O sprawie informują brytyjskie media. Terry Brazier miał zostać poddany cystoskopii oraz zabiegowi wstrzyknięcia botoksu w ścianki pęcherza moczowego. 70-latek był pacjentem Szpitala Królewskiego Leicester (Leicester Royal Infirmary). Zamiast wziernikowaniu, mężczyzna został poddany obrzezaniu. Okazało się, że na skutek pomyłki w dokumentacji medycznej Brazier został błędnie zidentyfikowany jako inny pacjent.
- Wszedłem do gabinetu zabiegowego, bo mieli mi wstrzyknąć botoks, a oni mnie obrzezali - powiedział mężczyzna "The Daily Star". - Gdy zorientowali się, co zrobili, nie wiedzieli, co powiedzieć - dodał pacjent. Incydent określił jako "prawdziwe zaskoczenie".
Brazier relacjonował, że w gabinecie zabiegowym był pochłonięty rozmową z pielęgniarką i gdy zorientował się, jakiemu zabiegowi został poddany, było już za późno.
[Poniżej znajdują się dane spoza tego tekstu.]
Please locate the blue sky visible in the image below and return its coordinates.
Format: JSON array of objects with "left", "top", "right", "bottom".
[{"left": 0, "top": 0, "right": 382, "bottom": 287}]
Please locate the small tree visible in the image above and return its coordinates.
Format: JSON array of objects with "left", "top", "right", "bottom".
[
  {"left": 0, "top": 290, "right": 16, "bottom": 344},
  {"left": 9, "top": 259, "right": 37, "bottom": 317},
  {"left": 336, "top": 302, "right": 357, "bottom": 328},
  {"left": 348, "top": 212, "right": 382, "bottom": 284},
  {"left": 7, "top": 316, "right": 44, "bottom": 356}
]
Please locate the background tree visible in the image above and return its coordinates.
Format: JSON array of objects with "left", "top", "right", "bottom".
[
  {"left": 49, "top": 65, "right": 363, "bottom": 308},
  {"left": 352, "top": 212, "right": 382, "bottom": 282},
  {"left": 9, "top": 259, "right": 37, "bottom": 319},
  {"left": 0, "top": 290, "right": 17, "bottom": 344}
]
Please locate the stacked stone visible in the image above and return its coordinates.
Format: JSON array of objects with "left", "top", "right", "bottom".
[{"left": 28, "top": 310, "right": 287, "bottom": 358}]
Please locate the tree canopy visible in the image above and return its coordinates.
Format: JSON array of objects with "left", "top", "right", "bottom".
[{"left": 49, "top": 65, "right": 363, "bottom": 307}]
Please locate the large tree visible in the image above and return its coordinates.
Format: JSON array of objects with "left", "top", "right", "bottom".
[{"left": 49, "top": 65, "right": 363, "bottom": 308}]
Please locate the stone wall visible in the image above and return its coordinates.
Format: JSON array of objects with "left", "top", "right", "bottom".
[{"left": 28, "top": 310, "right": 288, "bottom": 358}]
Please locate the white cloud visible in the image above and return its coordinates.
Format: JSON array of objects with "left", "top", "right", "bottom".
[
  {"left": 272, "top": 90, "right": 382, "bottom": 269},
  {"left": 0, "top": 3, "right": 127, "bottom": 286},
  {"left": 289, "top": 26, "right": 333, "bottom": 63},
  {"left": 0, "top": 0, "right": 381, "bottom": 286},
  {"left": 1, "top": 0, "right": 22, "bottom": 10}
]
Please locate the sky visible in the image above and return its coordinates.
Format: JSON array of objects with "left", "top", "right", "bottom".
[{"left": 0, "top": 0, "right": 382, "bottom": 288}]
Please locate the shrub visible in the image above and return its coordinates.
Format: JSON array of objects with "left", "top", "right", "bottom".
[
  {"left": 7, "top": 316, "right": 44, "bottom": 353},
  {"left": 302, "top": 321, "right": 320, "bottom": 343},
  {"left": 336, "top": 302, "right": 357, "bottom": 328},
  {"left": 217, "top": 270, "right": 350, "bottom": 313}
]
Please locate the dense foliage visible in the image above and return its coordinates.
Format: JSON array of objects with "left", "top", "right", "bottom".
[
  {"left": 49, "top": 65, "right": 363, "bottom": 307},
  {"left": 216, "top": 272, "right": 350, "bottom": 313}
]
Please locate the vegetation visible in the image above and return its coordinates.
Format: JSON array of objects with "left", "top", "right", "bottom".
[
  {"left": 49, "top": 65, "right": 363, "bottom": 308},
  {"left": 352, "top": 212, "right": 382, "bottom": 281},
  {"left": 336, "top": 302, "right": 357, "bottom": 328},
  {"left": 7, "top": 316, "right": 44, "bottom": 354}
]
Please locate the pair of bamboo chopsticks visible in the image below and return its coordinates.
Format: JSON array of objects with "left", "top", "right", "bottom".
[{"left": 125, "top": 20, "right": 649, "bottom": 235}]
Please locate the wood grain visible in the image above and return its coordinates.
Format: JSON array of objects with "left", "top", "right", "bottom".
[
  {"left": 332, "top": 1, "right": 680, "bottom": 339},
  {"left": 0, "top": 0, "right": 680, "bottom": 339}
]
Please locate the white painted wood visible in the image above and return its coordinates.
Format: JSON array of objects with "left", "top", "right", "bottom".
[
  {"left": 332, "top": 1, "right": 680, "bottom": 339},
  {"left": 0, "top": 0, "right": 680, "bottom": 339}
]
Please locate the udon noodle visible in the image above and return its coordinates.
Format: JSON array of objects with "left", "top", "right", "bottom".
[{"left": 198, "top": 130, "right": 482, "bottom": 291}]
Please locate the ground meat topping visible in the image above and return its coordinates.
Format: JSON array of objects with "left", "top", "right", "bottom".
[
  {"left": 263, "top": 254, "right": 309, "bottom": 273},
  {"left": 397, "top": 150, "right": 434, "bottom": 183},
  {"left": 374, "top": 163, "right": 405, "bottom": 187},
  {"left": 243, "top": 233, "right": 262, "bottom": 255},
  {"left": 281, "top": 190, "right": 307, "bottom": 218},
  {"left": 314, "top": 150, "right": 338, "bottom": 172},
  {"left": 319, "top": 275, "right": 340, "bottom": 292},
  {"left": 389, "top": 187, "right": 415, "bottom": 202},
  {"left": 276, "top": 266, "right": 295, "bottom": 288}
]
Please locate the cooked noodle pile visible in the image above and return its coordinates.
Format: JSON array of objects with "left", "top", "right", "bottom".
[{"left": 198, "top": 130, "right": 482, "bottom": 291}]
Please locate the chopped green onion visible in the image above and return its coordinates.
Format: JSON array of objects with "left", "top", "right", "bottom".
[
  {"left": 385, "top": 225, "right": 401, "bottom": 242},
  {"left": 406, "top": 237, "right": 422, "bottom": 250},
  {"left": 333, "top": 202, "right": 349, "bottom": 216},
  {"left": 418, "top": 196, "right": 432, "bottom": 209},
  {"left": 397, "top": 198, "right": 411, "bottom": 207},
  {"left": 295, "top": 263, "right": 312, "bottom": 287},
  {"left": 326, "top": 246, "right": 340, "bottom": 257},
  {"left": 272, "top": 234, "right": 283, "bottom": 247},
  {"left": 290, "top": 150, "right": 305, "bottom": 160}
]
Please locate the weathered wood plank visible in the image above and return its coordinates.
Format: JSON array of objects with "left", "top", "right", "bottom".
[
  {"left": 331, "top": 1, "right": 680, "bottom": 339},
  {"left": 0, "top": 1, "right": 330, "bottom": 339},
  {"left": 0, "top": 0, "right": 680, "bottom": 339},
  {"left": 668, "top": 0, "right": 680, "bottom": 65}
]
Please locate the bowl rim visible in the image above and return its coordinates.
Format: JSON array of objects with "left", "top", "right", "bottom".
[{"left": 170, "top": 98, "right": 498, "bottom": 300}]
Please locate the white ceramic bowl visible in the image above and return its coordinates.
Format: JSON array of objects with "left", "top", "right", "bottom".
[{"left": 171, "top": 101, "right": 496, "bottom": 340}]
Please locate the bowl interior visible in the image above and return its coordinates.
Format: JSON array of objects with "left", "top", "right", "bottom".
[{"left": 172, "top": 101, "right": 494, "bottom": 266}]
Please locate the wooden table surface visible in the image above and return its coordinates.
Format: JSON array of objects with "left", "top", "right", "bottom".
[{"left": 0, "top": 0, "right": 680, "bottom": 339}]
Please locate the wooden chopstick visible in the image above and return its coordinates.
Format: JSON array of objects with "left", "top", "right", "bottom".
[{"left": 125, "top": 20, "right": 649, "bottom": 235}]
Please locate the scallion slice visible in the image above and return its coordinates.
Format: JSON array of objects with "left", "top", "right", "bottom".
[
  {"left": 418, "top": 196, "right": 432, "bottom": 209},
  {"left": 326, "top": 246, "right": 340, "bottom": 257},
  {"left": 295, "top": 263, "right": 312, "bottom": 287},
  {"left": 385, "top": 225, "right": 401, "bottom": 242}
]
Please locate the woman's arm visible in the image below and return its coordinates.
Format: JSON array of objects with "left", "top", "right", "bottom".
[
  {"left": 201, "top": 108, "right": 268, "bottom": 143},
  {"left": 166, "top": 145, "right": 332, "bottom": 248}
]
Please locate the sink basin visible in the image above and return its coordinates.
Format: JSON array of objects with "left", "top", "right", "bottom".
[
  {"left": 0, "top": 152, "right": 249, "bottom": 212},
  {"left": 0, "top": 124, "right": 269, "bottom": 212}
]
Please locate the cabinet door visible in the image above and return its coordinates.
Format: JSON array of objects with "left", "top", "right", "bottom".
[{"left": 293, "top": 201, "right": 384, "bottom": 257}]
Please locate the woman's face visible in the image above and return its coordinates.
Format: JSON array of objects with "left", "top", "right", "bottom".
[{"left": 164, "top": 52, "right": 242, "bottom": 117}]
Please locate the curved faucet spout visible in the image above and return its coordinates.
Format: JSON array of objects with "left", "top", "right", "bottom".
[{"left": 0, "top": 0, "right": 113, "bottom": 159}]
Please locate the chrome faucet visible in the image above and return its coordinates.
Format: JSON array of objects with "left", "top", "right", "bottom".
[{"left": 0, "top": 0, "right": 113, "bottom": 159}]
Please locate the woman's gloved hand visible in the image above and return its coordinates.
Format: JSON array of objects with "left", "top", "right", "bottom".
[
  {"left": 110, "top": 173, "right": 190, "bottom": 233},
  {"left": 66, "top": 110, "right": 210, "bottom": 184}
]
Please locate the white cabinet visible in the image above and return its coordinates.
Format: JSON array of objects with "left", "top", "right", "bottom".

- Jest nam naprawdę przykro, że ten błąd miał miejsce. Chciałbym jeszcze raz przeprosić pana Braziera. Traktujemy tego typu sprawy niezwykle poważnie i przeprowadziliśmy dochodzenie, by upewnić się, że wnioski z tego incydentu zostaną wyciągnięte, a taka sytuacja więcej się nie powtórzy - oświadczył Andrew Furlong, dyrektor medyczny szpitali uniwersyteckich NHS Trust z Leicester.
Terry Brazier otrzymał 20 tys. funtów (94 tys. zł) zadośćuczynienia od NHS Trust, organizacji prowadzącej Leicester Royal Infirmary.